There are, however, various ways in which one might try to reduce the amount of manual inspection associated with exploring source and/or target domain behaviors, recognizing that undertaking a full-blown MIP-type analysis of a large corpus is not feasible (see STEFANOWITSCH, 2006, p. 1-6 for a more extensive review of possible methods):

(a) Use a small corpus to first identify items of interest (cf. DEIGNAN 2005, p. 93). Cameron and Deignan (2003) begin with a small corpus of 28,285 words of transcribed talk by primary (elementary) school children to identify, exhaustively, forms and patterns relevant to their interest in metaphor. Their method of identifying metaphorical usage appeals to an earlier insightful discussion of issues surrounding metaphoricity in Cameron (1999). Metaphorical usage was identified by Cameron, initially, in cases where there was an incongruity between Topic and Vehicle and where a coherent interpretation of that incongruity is possible. However, Cameron (1999) introduced a number of interesting and subtle qualifications to this general approach. For example, she distinguished "insider" and "outsider" perspectives, depending on whether the interpretation is from inside or outside the shared discourse world of speaker and listener. An example such as "This pillow is my spaceship", as spoken by a three-year old, might be seen as metaphorical for a typical adult hearing such an utterance out of context, but the utterance might be better seen as non-metaphorical from the point of view of the child engaged in creating a particular, imaginative scene and assigning a precise role to the pillow. The results from the smaller and fine-tuned exercise were then used by Cameron and Deignan (2003) as the basis for searching a larger 9 million word corpus (transcribed spoken data from the Bank of English). A variant of this approach uses a sample of texts as a way of first identifying metaphorical uses of interest, e.g., Charteris-Black (2004). When the focus of research is the overarching metaphorical structure of a large piece of discourse (e.g., the rhetoric of an election campaign, the metaphors at work in an advertising campaign, the interplay of metaphorical devices in a work of fiction etc.), then inspecting smaller texts is a natural way to sample the larger discourse, before moving on to other methods of analysis.

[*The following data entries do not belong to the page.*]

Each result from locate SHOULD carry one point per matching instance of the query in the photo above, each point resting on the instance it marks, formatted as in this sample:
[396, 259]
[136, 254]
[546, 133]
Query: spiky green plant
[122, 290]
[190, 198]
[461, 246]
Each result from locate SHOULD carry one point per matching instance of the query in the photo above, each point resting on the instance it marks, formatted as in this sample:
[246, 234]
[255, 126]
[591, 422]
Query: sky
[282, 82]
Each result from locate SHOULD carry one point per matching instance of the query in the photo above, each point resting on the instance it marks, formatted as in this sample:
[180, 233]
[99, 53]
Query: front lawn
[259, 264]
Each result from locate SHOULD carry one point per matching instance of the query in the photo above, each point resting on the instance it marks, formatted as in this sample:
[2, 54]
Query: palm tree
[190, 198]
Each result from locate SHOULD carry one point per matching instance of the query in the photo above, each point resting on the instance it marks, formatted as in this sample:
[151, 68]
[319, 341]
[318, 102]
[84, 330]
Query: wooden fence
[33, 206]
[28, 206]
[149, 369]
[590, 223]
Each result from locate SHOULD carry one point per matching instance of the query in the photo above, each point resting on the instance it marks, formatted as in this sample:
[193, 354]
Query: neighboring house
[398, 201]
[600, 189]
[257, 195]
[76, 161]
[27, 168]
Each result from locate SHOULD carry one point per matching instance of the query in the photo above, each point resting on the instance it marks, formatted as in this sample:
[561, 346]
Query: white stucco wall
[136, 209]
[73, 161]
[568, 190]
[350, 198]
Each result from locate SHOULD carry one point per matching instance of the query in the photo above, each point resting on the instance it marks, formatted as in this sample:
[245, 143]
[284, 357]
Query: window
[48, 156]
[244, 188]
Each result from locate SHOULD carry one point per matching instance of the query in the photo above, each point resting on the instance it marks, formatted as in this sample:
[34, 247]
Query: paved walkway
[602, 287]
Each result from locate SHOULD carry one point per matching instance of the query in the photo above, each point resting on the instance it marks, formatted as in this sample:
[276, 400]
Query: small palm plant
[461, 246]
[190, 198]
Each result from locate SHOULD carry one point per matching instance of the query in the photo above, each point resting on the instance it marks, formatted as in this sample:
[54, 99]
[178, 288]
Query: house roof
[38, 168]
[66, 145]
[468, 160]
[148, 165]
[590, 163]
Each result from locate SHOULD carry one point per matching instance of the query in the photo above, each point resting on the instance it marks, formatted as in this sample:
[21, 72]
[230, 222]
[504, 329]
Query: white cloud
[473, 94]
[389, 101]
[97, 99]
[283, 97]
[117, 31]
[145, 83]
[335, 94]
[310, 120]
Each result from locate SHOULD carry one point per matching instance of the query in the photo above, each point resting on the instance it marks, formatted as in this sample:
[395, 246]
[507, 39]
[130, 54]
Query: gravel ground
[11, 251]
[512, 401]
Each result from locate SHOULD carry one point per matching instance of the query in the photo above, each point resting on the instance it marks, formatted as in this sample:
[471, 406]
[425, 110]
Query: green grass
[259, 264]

(b) Use a large corpus, but create a fixed set of search terms. This method is suitable when the research can identify key words in a semantic domain, e.g., domestic animals, weather conditions, modes of transport etc. An electronic thesaurus might be a useful tool to create some sets of related terms. Usually, though, it would be almost impossible to anticipate the full range of expressions, which might instantiate a concept. It would seem very unlikely, for example, that Boers findings about HEALTH, referred to above, could be replicated simply by deciding a priori on a set of forms to investigate. Stefanowitsch (2006) adopts a fairly bold approach in his method for studying metaphorical mappings in the British National Corpus. To explore mappings from the source domain of ANGER, for example, Stefanowitsch identified a representative lexical item associated with this domain, choosing the term with highest frequency from within the set of anger, fury, rage, wrath etc. The most frequently occurring term is, in fact, anger, so the form anger is the basis for further exploration of mappings from source domain ANGER. While this method may seem somewhat simplistic in its approach, it proves to be surprisingly revealing for the study of emotion metaphors. Another variant of this method is found in Oster (2010) who explores the concept of FEAR, including metaphoric and metonymic uses, in the very large Corpus of Contemporary American English (COCA, <http://corpus.byu.edu/coca/>). She determines, first, lists of collocates of various forms of fear and their contexts (maximum 400 hits for each set of results obtained form various search expressions). The identification of metaphorical usage proceeds by applying an adaptation of the morpheme identification procedure proposed by the Pragglejaz Group (2007), working initially with lists of collocates rather than linear text.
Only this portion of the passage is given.